Sebastopol, CA--The writers of C# 3.0 in a Nutshell (O'Reilly, $49.99)-- brothers Joseph and Ben Albahari--get right to the point in their concise and thoroughly updated reference to C# 3.0 programming as implemented in Microsoft's Visual Studio 2008. In this new edition, they focus on language syntax and usage essentials--as well as the parts of the .NET base class libraries needed to build working applications. But unlike earlier editions, the third edition is now organized entirely around concepts and use cases, making it easier to read and understand.
C# 3.0 introduces the most significant enhancements yet to the programming language. And C# 3.0 in a Nutshell dives into the subject while assuming minimal prior knowledge of C#--making the content accessible to anyone with a reasonable background in programming.
"If you're already familiar with C# 2.0, you'll find more than a hundred pages dedicated to LINQ and other new C# 3.0 features," the authors say. "In addition, many other chapters are designed to lift your existing knowledge of C# and the core Framework."
Indeed, C# 3.0 in a Nutshell provides a succinct and easy-to-follow map
of C# 3.0 knowledge:
- The opening chapters concentrate purely on C#, starting with the basics of syntax, types, and variables, and finishing with advanced topics such as unsafe code and preprocessor directives.
- Later chapters cover the core .NET 3.5 Framework, including such topics as LINQ, XML, collections, I/O and networking, memory management, reflection, attributes, security, threading, application domains, and native interoperability.

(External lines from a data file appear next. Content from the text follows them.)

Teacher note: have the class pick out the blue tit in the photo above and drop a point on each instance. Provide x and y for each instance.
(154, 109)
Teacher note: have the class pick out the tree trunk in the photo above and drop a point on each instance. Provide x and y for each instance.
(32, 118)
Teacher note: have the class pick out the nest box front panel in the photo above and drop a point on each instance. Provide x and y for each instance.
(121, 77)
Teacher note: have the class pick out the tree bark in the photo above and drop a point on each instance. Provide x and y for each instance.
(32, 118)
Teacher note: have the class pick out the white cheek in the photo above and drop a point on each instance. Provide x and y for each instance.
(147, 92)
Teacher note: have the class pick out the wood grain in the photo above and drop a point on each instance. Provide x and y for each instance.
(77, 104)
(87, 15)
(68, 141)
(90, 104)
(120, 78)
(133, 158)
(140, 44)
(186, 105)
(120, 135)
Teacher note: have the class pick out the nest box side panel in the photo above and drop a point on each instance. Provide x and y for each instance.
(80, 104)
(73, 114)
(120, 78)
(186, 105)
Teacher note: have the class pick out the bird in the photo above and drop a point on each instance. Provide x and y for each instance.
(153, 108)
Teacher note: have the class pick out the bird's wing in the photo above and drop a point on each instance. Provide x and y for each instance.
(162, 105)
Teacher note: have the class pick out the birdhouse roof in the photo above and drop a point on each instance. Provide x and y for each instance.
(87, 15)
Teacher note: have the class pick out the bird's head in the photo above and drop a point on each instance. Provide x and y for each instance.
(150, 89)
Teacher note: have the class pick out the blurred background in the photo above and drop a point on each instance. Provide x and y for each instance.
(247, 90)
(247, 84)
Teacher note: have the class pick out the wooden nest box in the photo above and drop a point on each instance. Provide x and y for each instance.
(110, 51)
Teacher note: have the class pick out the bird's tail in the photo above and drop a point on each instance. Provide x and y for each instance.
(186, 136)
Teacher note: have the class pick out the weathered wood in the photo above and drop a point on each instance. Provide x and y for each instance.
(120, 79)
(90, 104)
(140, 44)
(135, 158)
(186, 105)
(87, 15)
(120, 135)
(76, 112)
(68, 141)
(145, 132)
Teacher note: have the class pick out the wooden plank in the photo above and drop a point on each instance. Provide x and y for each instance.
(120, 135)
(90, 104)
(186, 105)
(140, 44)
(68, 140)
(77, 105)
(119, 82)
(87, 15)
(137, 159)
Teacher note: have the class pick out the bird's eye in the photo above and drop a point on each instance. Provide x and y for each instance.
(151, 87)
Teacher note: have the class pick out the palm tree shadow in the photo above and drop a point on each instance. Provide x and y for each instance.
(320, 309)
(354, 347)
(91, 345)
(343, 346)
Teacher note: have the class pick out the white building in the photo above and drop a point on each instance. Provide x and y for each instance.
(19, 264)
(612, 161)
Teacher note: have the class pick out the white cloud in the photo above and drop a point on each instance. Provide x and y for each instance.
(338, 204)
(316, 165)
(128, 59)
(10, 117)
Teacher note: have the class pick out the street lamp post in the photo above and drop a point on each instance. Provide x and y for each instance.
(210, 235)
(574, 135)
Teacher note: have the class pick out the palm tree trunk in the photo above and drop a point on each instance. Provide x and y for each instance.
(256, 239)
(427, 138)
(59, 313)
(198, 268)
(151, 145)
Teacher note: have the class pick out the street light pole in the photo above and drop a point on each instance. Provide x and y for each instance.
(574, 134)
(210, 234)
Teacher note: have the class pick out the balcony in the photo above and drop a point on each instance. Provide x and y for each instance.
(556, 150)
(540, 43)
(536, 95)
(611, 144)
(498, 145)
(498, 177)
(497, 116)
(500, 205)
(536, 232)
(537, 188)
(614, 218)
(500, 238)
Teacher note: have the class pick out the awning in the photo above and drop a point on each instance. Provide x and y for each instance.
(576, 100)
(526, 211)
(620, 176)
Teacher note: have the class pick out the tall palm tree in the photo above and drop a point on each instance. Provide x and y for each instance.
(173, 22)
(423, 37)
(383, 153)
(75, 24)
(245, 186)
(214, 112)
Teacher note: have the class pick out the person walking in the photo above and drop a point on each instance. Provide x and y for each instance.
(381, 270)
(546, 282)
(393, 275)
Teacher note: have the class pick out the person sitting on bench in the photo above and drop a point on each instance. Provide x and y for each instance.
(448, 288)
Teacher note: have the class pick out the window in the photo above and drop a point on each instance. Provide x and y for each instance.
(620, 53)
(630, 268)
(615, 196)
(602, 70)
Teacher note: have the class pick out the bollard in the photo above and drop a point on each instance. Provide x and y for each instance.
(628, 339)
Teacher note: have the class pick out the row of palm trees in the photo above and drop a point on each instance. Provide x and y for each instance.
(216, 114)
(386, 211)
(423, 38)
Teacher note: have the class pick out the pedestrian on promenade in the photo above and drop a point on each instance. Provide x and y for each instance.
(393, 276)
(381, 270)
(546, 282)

Designed as a handbook for daily use, C# 3.0 in a Nutshell makes an ideal companion to any of the vast array of books that focus on an applied technology such as WPF, ASP.NET, or WCF. The areas of the language and .NET Framework that such books omit are covered here in detail.
Joseph Albahari is a core C# design architect at Egton Software Services, and he has been developing large-scale enterprise applications on .NET and other platforms for more than 15 years.
Ben Albahari is a former program manager at Microsoft, and he has worked on three .NET teams, including ADO.NET and the .NET Compact Framework.
O’Reilly Media spreads the knowledge of innovators through its books, online services, magazines, and conferences. Since 1978, O’Reilly Media has been a chronicler and catalyst of cutting-edge development, homing in on the technology trends that really matter and spurring their adoption by amplifying “faint signals” from the alpha geeks who are creating the future. An active participant in the technology community, the company has a long history of advocacy, meme-making, and evangelism.